As he talked about the process, you would not believe the knowledge-base required, let alone that he demonstrates a superior sense of artistic mastery in his work. I think that his speciality may be burls. (Also look up chatoyancy and spalting.) A woodturner can use a cross-section of a tree, or a longitudinal section, can turn green or seasoned wood, and this can be full- or partial-width, of different types of tree, all of which changes the characteristics of the finished product.
Second, Bill Gibbons contacted me. I had met Bill the previous year at an open-house at his AOG Gallery, and that is another but completely captivating story.
Bill is an art-collector, or calls himself an art-enthusiast. As the family was closing down the Gibbons Family Farm, giving 5,000 maple trees a well-earned rest, Bill commissioned a mural, on the side of his barn, in a graffiti style. Two artists from the Ottawa area—and I had not known nor ever thought about it, that some graffiti artists find a market and go mainstream—came down, talked it through with Bill, who left them largely to their own devices, and from nothing more than sketch in a notepad, produced this in one day, all done by 4:00 p.m. The artists are Robbie Larivière (Falldown) and Steven Whiffen (Snakeboy).
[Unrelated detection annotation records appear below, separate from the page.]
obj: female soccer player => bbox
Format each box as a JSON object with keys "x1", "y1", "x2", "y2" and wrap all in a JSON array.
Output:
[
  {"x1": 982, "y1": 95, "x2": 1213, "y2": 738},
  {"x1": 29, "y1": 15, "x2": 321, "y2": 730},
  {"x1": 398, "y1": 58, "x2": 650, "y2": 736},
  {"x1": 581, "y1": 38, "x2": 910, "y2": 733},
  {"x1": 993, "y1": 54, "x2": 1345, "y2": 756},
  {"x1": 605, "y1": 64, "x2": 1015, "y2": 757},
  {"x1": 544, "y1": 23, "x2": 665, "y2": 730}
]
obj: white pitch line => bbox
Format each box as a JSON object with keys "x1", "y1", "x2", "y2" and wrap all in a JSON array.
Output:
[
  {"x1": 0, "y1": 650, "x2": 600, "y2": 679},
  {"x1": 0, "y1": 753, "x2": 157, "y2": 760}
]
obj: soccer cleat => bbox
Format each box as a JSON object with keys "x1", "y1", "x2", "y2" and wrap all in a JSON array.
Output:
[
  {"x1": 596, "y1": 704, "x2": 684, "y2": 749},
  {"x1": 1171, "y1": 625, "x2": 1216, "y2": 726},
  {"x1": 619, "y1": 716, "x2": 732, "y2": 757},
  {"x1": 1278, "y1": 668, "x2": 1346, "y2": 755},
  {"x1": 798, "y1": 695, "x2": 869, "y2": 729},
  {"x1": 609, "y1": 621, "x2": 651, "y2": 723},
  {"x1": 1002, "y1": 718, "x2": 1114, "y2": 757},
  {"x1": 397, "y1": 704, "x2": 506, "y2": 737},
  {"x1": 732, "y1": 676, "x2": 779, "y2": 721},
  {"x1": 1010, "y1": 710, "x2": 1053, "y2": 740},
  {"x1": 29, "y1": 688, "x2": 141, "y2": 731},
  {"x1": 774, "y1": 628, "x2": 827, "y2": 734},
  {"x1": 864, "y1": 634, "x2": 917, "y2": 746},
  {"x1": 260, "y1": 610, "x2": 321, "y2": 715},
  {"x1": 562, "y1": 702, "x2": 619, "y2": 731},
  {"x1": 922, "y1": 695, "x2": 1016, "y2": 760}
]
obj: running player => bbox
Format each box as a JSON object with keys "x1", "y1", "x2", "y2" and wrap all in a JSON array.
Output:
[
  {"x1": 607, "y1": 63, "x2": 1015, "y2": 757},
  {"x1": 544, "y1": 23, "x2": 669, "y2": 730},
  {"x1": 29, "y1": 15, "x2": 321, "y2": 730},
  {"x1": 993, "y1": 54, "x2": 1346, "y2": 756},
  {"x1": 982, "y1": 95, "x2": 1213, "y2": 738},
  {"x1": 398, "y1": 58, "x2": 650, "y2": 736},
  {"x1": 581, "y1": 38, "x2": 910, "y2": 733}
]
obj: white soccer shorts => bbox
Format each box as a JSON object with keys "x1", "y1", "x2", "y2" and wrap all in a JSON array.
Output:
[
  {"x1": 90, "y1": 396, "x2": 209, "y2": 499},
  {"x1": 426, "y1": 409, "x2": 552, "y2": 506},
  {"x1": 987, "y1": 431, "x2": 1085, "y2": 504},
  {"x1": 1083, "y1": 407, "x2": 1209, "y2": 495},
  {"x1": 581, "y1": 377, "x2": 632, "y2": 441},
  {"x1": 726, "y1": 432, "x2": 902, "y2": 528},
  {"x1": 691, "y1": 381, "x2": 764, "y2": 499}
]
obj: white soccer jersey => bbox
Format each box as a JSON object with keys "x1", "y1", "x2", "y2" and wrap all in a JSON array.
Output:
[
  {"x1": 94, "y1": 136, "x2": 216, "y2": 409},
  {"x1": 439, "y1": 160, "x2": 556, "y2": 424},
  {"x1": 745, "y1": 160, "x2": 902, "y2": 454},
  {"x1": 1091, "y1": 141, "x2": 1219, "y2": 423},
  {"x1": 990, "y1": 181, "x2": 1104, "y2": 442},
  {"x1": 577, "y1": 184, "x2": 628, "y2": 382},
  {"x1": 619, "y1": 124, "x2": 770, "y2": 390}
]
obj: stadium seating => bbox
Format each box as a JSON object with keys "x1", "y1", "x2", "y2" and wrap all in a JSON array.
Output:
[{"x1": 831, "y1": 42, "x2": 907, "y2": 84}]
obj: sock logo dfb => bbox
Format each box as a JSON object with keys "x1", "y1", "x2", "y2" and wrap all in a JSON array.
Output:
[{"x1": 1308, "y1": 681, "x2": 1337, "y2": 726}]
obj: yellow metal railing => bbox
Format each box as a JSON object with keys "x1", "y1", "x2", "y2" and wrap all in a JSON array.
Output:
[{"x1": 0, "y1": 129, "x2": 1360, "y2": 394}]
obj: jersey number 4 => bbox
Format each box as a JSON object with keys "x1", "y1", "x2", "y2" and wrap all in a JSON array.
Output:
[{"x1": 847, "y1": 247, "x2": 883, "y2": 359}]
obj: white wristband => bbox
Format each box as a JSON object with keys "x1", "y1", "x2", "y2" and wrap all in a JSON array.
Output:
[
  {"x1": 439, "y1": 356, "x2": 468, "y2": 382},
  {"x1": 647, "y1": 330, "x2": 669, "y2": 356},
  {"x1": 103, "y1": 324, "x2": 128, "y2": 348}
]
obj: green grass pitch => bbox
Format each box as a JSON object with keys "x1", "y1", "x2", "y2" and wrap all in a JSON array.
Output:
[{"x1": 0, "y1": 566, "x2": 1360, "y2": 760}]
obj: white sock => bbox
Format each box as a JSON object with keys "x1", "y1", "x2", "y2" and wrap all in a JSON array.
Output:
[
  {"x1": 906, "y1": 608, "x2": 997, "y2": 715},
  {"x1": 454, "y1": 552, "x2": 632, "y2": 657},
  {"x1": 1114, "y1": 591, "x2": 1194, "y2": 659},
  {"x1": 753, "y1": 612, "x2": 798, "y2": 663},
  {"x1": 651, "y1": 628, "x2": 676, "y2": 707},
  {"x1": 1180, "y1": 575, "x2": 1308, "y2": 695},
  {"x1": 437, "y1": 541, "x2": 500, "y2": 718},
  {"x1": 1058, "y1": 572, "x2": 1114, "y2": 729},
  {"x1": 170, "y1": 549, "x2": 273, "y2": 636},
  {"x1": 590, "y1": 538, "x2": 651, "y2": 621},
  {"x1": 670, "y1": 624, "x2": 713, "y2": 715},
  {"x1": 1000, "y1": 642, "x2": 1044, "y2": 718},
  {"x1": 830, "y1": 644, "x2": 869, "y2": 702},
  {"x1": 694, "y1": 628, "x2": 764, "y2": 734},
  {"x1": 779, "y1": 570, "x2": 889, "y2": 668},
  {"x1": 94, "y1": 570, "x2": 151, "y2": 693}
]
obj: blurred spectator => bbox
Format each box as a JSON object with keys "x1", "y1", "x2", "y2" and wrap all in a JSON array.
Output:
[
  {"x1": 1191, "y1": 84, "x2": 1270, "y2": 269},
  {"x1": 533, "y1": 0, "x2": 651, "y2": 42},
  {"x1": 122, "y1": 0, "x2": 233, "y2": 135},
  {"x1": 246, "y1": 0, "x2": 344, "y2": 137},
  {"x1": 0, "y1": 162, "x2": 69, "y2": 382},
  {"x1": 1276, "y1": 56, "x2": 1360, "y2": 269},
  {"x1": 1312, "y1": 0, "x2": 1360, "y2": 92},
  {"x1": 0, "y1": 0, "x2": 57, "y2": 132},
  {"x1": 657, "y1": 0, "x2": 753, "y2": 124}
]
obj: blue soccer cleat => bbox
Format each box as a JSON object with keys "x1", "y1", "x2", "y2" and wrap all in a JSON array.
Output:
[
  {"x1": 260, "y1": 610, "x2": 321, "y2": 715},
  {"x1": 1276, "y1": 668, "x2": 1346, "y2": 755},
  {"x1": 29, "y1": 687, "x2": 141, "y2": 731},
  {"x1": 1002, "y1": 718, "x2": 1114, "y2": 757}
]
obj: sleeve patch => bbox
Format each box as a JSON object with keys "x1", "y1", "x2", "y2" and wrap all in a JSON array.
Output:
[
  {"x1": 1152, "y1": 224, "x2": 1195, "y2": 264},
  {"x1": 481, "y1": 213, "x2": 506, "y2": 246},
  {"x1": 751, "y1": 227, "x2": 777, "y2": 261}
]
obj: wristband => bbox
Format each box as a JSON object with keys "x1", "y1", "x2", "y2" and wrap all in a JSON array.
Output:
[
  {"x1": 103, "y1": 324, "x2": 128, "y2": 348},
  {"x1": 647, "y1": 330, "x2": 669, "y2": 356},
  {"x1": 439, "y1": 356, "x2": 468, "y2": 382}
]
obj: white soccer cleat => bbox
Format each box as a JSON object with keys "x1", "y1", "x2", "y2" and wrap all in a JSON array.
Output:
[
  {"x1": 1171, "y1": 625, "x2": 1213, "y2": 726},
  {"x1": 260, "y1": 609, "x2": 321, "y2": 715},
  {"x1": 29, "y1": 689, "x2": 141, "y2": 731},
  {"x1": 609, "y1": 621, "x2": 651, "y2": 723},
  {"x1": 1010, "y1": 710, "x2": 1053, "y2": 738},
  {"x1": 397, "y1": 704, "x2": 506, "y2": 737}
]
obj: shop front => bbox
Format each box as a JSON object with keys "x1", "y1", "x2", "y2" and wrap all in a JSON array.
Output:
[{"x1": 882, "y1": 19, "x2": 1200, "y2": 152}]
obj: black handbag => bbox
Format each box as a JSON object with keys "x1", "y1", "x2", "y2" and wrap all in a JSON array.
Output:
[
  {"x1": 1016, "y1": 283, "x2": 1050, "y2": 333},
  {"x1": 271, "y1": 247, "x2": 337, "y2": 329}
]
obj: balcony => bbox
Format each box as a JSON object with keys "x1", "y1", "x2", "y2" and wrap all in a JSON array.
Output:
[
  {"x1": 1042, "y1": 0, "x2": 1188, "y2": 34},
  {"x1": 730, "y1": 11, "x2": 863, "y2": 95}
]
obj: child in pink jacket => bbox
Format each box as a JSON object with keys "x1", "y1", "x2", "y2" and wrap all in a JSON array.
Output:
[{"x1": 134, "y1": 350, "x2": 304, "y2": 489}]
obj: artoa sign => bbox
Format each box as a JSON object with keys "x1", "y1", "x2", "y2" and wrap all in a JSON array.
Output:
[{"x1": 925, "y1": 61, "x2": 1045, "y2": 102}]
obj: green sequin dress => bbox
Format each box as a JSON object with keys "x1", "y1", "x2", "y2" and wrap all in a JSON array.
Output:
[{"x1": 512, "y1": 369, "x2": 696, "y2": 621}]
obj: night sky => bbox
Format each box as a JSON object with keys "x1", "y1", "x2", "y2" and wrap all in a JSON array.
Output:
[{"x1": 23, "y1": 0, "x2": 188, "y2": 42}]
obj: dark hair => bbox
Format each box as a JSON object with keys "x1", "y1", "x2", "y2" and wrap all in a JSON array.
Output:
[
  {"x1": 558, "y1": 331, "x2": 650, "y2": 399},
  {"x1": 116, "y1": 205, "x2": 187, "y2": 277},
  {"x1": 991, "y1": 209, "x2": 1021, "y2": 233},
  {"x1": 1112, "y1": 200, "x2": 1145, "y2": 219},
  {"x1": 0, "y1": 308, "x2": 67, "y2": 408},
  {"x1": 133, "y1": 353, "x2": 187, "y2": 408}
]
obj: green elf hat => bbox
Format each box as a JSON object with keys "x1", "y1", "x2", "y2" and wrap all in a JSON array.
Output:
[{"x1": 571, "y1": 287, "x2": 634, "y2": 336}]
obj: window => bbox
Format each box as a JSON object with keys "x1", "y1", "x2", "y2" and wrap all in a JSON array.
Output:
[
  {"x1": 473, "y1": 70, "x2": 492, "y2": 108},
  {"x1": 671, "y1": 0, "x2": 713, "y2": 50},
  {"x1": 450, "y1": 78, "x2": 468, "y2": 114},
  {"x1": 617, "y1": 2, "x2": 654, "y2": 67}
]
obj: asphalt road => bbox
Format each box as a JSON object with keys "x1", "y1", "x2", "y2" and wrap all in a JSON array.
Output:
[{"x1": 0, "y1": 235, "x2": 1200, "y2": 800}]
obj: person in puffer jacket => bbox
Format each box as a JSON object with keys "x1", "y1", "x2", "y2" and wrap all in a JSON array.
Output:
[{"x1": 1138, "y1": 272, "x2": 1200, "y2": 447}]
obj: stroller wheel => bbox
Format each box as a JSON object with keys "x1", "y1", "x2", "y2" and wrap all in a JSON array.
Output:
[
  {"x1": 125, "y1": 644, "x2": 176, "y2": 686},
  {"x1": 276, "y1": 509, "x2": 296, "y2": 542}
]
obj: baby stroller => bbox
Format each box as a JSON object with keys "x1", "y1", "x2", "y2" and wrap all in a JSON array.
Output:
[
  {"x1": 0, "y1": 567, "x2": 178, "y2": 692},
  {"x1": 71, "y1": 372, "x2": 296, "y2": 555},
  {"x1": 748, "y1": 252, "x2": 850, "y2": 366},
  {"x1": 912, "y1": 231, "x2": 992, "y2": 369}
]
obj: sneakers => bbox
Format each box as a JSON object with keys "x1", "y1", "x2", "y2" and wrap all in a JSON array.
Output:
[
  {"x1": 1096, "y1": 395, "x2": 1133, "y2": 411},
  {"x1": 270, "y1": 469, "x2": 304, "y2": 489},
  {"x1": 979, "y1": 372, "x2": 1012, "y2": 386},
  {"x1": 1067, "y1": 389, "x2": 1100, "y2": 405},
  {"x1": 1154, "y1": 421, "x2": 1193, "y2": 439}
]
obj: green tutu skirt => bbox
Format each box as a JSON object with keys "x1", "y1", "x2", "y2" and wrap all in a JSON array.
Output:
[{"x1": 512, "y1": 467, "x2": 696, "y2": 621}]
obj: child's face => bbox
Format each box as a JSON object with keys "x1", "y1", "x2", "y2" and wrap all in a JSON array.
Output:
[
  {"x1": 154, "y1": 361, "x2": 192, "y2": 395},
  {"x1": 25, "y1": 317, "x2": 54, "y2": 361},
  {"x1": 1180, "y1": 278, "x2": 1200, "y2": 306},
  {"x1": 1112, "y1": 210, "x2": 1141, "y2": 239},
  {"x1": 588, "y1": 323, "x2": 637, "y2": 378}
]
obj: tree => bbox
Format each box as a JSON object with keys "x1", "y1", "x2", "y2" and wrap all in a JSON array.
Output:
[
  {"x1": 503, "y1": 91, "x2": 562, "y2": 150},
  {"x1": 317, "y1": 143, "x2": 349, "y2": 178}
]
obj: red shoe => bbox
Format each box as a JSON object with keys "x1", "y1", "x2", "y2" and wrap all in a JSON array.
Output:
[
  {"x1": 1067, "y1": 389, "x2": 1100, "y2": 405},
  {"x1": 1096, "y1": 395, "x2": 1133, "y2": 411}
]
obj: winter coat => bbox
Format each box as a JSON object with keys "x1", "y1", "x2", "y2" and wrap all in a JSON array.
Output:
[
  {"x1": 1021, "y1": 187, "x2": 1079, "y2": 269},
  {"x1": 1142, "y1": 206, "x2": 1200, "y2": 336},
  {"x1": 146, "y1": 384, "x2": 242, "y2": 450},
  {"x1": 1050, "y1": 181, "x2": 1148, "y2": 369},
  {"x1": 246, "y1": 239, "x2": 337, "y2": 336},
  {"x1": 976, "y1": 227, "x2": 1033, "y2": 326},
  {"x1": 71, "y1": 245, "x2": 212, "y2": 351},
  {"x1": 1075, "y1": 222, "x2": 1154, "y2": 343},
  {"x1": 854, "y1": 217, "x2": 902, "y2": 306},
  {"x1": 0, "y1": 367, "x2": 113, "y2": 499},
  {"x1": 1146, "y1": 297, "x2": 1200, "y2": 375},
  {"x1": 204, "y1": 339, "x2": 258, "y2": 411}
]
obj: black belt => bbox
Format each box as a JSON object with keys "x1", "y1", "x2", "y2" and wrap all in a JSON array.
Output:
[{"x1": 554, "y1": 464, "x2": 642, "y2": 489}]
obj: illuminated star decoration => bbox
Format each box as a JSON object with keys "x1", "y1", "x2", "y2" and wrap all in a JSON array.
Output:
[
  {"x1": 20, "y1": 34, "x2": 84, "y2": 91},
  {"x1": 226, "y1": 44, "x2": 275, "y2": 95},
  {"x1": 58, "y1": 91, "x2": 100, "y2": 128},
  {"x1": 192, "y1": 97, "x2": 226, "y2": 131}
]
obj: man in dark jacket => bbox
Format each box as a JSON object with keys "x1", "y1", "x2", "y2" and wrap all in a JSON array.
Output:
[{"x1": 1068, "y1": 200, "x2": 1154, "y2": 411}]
Astounding. Bill asked if I would photograph the new mural, for posterity. I did one sunrise session and one sunset session. He wanted to show the mural in context, so we did some work on that.
If you ever avail yourself of an AOG Gallery open house (when/if this pandemic ever eases enough), then I can assure you of two things:
you will be astounded by not only the quality but also by the tremendous variety of the works;
there is no graffiti among them—as far as I know, this is something new for Bill. I like that.
Of note: Bill wants this work seen. Head east from Frankville, turn left at the fork (and there is a literal fork at the fork) onto Leacock Road, and it is the first set of buildings you will come to in about five seconds.
I have a little feeling that there remains a special light waiting for me at that mural; I may return.
That's enough for today, folks. You know how to get in touch. Thank you all so much for reading, and I hope to see you here again soon.